SystemGetClusterCrossValidationResults(
<structure name>, 
[,<mining model list>]
,<fold count>}
,<max cases>
<test list>])

Arguments

  • mining structure
    Name of a mining structure in the current database.

    (required)

  • mining model list
    Comma-separated list of mining models to validate.

    If a list of mining models is not specified, cross-validation is performed against all clustering models that are associated with the specified structure.

    Note

    To cross-validate models that are not clustering models, you must use a separate stored procedure, SystemGetCrossValidationResults (Analysis Services - Data Mining).

    (optional)

  • fold count
    Integer that specifies the number of partitions into which to separate the data set. The minimum value is 2. The maximum number of folds is maximum integer or the number of cases, whichever is lower.

    Each partition will contain roughly this number of cases: max cases/fold count.

    There is no default value.

    Note

    The number of folds greatly affects the time required to perform cross-validation. If you select a number that is too high, the query may run for a very long time, and in some cases the server may become unresponsive or time out.

    (required)

  • max cases
    Integer that specifies the maximum number of cases that can be tested.

    A value of 0 indicates that all the cases in the data source will be used.

    If you specify a number that is higher than the actual number of cases in the data set, all cases in the data source will be used.

    (required)

  • test list
    A string that specifies testing options.

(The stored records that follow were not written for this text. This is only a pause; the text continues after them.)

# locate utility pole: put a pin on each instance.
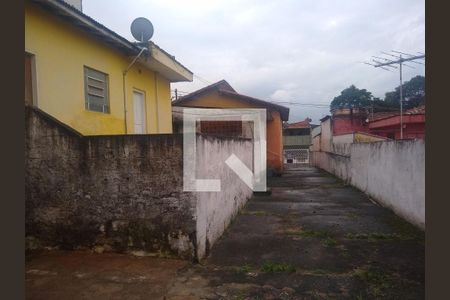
(400, 60)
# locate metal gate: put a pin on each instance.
(296, 156)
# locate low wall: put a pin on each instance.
(391, 172)
(123, 193)
(215, 210)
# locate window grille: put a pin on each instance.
(96, 90)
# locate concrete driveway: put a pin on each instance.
(312, 238)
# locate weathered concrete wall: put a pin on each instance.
(116, 192)
(215, 210)
(123, 193)
(391, 172)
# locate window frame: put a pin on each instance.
(106, 109)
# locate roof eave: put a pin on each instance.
(165, 65)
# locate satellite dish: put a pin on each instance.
(142, 29)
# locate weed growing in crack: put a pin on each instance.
(244, 269)
(374, 236)
(329, 242)
(271, 267)
(378, 283)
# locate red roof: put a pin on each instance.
(419, 110)
(224, 88)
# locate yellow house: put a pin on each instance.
(86, 75)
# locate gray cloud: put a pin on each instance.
(296, 51)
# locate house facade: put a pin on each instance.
(76, 71)
(386, 124)
(222, 95)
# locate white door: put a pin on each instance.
(139, 113)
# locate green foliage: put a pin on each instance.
(413, 93)
(270, 267)
(352, 97)
(378, 283)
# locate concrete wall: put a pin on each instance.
(391, 172)
(326, 135)
(215, 210)
(124, 193)
(343, 138)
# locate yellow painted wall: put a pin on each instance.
(274, 127)
(60, 53)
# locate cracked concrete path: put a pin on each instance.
(312, 238)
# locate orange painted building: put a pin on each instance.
(222, 95)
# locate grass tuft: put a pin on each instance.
(271, 267)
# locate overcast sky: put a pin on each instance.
(279, 50)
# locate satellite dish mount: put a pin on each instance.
(142, 30)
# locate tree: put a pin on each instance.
(413, 93)
(352, 97)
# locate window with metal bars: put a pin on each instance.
(96, 90)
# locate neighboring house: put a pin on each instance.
(349, 120)
(75, 71)
(389, 125)
(222, 95)
(296, 141)
(346, 122)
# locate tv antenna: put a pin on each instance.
(400, 59)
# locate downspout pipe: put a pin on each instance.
(124, 86)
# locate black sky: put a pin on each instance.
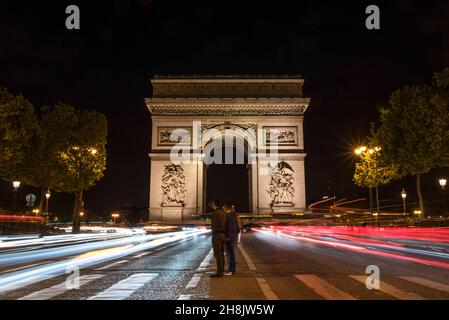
(107, 65)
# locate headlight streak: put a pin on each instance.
(310, 234)
(11, 281)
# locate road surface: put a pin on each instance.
(287, 263)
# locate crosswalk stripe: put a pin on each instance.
(323, 288)
(125, 288)
(25, 282)
(266, 289)
(112, 265)
(25, 267)
(142, 254)
(193, 283)
(248, 260)
(206, 261)
(58, 289)
(392, 290)
(428, 283)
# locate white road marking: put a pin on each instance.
(193, 283)
(248, 260)
(25, 267)
(266, 289)
(125, 288)
(142, 254)
(428, 283)
(323, 288)
(392, 290)
(206, 262)
(112, 265)
(58, 289)
(25, 282)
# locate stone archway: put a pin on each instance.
(230, 180)
(189, 112)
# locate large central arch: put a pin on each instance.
(266, 113)
(230, 179)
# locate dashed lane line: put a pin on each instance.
(125, 288)
(59, 289)
(266, 289)
(111, 265)
(248, 260)
(323, 288)
(392, 290)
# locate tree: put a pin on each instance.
(413, 130)
(18, 127)
(82, 150)
(371, 171)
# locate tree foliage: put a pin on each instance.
(18, 126)
(414, 128)
(64, 149)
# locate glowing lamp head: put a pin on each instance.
(403, 194)
(360, 150)
(16, 184)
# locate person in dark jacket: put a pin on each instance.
(218, 236)
(232, 231)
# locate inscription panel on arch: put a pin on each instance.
(182, 136)
(280, 135)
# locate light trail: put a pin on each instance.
(21, 278)
(361, 240)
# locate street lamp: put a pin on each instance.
(404, 195)
(115, 216)
(15, 185)
(358, 152)
(443, 183)
(47, 197)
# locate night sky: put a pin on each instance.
(107, 65)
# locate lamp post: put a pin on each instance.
(443, 183)
(16, 185)
(404, 196)
(114, 217)
(47, 198)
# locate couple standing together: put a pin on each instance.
(225, 233)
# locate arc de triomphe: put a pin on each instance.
(190, 113)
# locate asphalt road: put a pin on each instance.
(290, 264)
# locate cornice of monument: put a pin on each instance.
(228, 106)
(227, 86)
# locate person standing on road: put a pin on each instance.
(232, 231)
(218, 236)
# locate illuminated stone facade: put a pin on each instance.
(266, 111)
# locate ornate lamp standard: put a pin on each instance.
(115, 216)
(443, 183)
(404, 196)
(16, 185)
(47, 198)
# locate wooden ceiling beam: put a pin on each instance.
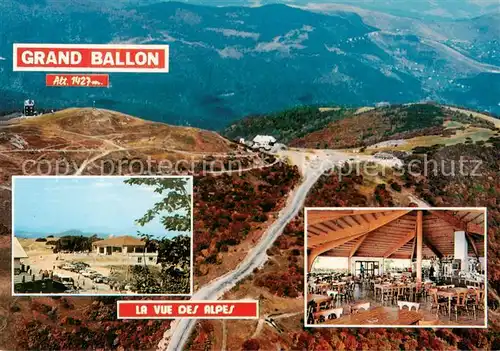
(457, 223)
(318, 216)
(400, 244)
(323, 241)
(358, 244)
(432, 247)
(471, 242)
(414, 250)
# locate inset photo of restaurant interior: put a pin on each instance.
(396, 267)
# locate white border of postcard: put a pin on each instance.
(306, 289)
(191, 284)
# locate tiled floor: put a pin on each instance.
(363, 295)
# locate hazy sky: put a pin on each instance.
(102, 205)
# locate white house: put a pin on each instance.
(19, 254)
(125, 247)
(263, 141)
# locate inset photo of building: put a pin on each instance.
(94, 235)
(396, 267)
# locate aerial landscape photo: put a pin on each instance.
(105, 253)
(268, 107)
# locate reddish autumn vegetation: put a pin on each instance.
(392, 339)
(465, 175)
(371, 127)
(228, 207)
(334, 191)
(330, 191)
(57, 324)
(383, 196)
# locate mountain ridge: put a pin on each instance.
(227, 63)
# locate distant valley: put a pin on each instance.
(231, 62)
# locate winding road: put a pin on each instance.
(176, 337)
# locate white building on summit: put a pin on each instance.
(125, 247)
(263, 141)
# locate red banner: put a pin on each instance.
(143, 309)
(90, 58)
(77, 80)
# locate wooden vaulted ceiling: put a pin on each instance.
(392, 233)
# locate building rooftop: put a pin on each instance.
(18, 250)
(126, 240)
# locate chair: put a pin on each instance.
(361, 306)
(333, 294)
(324, 315)
(436, 302)
(460, 303)
(388, 295)
(477, 302)
(400, 293)
(408, 304)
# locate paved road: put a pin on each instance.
(176, 337)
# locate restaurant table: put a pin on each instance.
(379, 316)
(450, 293)
(319, 299)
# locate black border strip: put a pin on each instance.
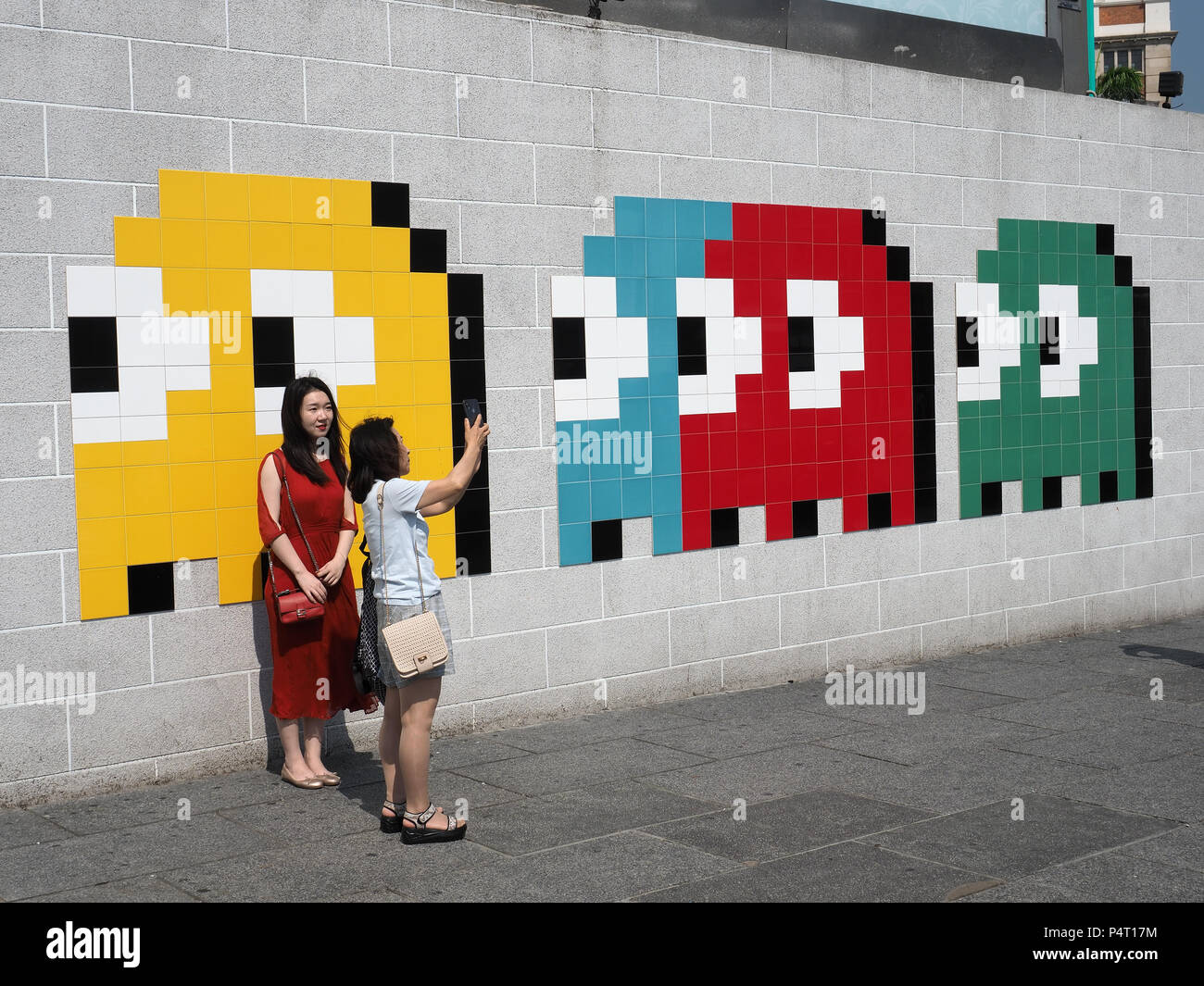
(923, 402)
(1143, 407)
(466, 353)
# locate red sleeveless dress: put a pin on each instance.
(312, 658)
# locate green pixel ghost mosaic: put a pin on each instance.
(1052, 369)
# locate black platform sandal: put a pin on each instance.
(420, 833)
(393, 825)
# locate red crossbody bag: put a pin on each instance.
(293, 605)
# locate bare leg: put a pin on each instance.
(389, 744)
(418, 704)
(313, 730)
(290, 740)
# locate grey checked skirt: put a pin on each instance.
(389, 676)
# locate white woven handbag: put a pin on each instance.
(416, 644)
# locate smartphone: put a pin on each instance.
(470, 409)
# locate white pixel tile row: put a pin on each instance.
(1000, 333)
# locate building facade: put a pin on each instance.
(1135, 35)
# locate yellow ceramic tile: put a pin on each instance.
(101, 542)
(95, 456)
(147, 490)
(137, 243)
(104, 593)
(352, 203)
(271, 197)
(395, 383)
(357, 397)
(432, 340)
(144, 453)
(433, 384)
(311, 200)
(271, 245)
(183, 243)
(312, 247)
(194, 535)
(442, 524)
(232, 388)
(185, 289)
(441, 460)
(353, 248)
(239, 578)
(429, 293)
(405, 421)
(188, 402)
(433, 426)
(353, 293)
(442, 552)
(390, 293)
(227, 196)
(189, 438)
(192, 486)
(390, 248)
(233, 436)
(148, 540)
(99, 493)
(232, 343)
(266, 443)
(230, 291)
(393, 339)
(181, 194)
(239, 531)
(228, 244)
(237, 483)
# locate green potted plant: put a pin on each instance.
(1121, 83)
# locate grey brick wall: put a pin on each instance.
(513, 128)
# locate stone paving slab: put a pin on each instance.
(847, 872)
(590, 729)
(992, 841)
(1126, 742)
(1109, 877)
(759, 794)
(23, 828)
(84, 861)
(1181, 848)
(785, 826)
(579, 766)
(533, 824)
(610, 868)
(1171, 789)
(930, 738)
(369, 864)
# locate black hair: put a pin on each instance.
(374, 456)
(297, 443)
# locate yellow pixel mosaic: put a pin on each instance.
(181, 349)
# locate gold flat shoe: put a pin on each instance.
(311, 784)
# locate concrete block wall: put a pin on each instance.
(516, 129)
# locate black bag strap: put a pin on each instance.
(284, 483)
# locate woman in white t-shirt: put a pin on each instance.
(380, 456)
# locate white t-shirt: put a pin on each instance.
(404, 526)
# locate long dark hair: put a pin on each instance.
(297, 442)
(373, 456)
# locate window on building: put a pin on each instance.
(1128, 58)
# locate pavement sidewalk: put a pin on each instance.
(839, 802)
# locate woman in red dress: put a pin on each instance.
(311, 658)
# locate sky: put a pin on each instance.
(1187, 53)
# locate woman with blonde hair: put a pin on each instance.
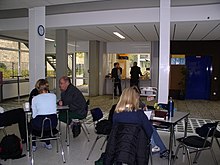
(128, 111)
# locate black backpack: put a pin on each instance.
(103, 127)
(76, 128)
(11, 147)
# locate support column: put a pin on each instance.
(36, 45)
(94, 68)
(102, 66)
(154, 63)
(164, 55)
(61, 56)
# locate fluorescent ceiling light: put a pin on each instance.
(119, 35)
(48, 39)
(73, 45)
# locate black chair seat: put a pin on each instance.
(194, 141)
(46, 133)
(217, 134)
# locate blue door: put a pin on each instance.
(198, 79)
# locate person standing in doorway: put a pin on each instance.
(135, 72)
(116, 75)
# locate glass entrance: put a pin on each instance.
(81, 73)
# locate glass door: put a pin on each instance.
(81, 74)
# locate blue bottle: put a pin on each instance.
(170, 107)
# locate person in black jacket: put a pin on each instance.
(135, 72)
(34, 91)
(128, 111)
(73, 97)
(116, 75)
(14, 116)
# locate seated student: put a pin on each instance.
(73, 97)
(15, 116)
(128, 111)
(34, 91)
(44, 104)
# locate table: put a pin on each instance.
(178, 116)
(65, 108)
(28, 113)
(18, 85)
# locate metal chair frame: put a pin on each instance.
(97, 138)
(42, 138)
(3, 129)
(190, 149)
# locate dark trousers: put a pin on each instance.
(117, 85)
(36, 126)
(15, 116)
(134, 83)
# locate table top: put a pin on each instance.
(65, 107)
(178, 116)
(62, 107)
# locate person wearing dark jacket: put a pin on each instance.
(14, 116)
(135, 72)
(73, 97)
(116, 75)
(127, 143)
(127, 112)
(35, 91)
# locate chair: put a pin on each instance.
(197, 144)
(97, 115)
(200, 131)
(47, 132)
(3, 129)
(127, 143)
(82, 121)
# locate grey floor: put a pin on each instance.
(79, 147)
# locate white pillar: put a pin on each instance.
(164, 55)
(36, 45)
(94, 48)
(61, 56)
(102, 66)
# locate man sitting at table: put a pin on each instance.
(15, 116)
(43, 105)
(73, 97)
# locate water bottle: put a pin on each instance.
(170, 107)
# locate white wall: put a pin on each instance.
(128, 47)
(82, 46)
(11, 90)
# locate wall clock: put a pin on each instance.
(41, 30)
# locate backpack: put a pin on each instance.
(100, 161)
(104, 127)
(11, 147)
(76, 128)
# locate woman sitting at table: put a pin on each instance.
(128, 111)
(14, 116)
(44, 104)
(34, 91)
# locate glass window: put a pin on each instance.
(24, 63)
(143, 60)
(13, 61)
(8, 44)
(9, 63)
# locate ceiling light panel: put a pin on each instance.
(202, 29)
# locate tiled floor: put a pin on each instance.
(79, 147)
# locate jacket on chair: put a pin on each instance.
(127, 143)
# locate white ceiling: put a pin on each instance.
(209, 30)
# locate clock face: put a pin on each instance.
(41, 30)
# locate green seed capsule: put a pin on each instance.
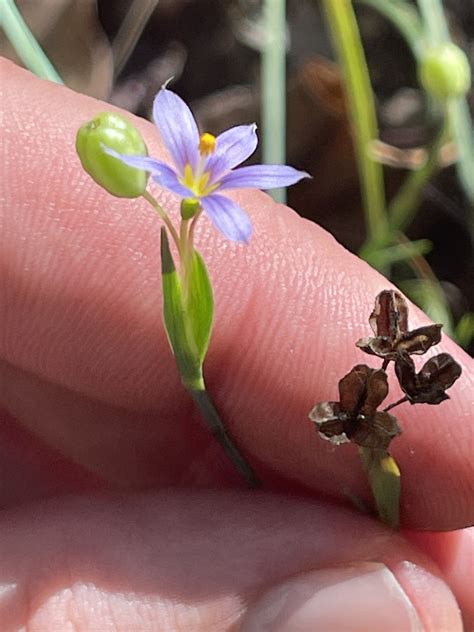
(115, 132)
(444, 71)
(189, 207)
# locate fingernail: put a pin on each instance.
(351, 599)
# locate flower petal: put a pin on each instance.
(228, 217)
(167, 178)
(232, 147)
(178, 128)
(262, 177)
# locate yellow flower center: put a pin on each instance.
(197, 181)
(207, 144)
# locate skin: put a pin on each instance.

    Note   This parameter is reserved for future use.

    (optional)

Return Type

The Return Type table contains scores for each individual partition and aggregates for all models.

The following table describes the columns returned.

Column Name

Description

ModelName

The name of the model that was tested.

AttributeName

The name of the predictable column. For cluster models, always null.

AttributeState

A specified target value in the predictable column. For cluster models, always null.

PartitionIndex

An 1-based index that identifies which partition the results apply to.

PartitionSize

An integer that indicates how many cases were included in each partition.

Test

The type of test that was performed.

Measure

The name of the measure returned by the test. Measures for each model depend on the type of the predictable value. For a definition of each measure, see Cross-Validation (Analysis Services - Data Mining).

For a list of measures returned for each predictable type, see Cross-Validation Report (Analysis Services - Data Mining).

Value

The value of the specified test measure.

Remarks

To return accuracy metrics for the entire data set, use SystemGetClusterAccuracyResults (Analysis Services - Data Mining).

Also, if the mining model has already been partitioned into folds, you can bypass processing and return only the results of cross-validation by using SystemGetClusterAccuracyResults (Analysis Services - Data Mining).

Examples

The following example demonstrates how to partition a mining structure into three folds, and then test two clustering models that are associated with the mining structure.

Line three of the code lists the specific mining models that you want to test. If you do not specify the list, all clustering models associated with the structure are used.

Line four of the code specifies the number of folds, and line five specifies the maximum number of cases to use.

Because these are clustering models, you do not need to specify a predictable attribute or value.

CALL SystemGetClusterCrossValidationResults(
[v Target Mail],
[Cluster 1], [Cluster 2],
3,
10000
)

Sample results:

ModelName

AttributeName

AttributeState

PartitionIndex

PartitionSize

Test

Measure

Value

Cluster 1

 

 

1

3025

Clustering

Case Likelihood

0.930524511864121

Cluster 1

 

 

2

3025

Clustering

Case Likelihood

0.919184178430778

Cluster 1

 

 

3

3024

Clustering

Case Likelihood

0.929651120490248

Cluster 2

 

 

1

1289

Clustering

Case Likelihood

0.922789726933607

Cluster 2

 

 

2

1288

Clustering

Case Likelihood

0.934865535691068

Cluster 2

 

 

3

1288

Clustering

Case Likelihood

0.924724595688798

Requirements

Cross-validation is available only in SQL Server 2008 Enterprise.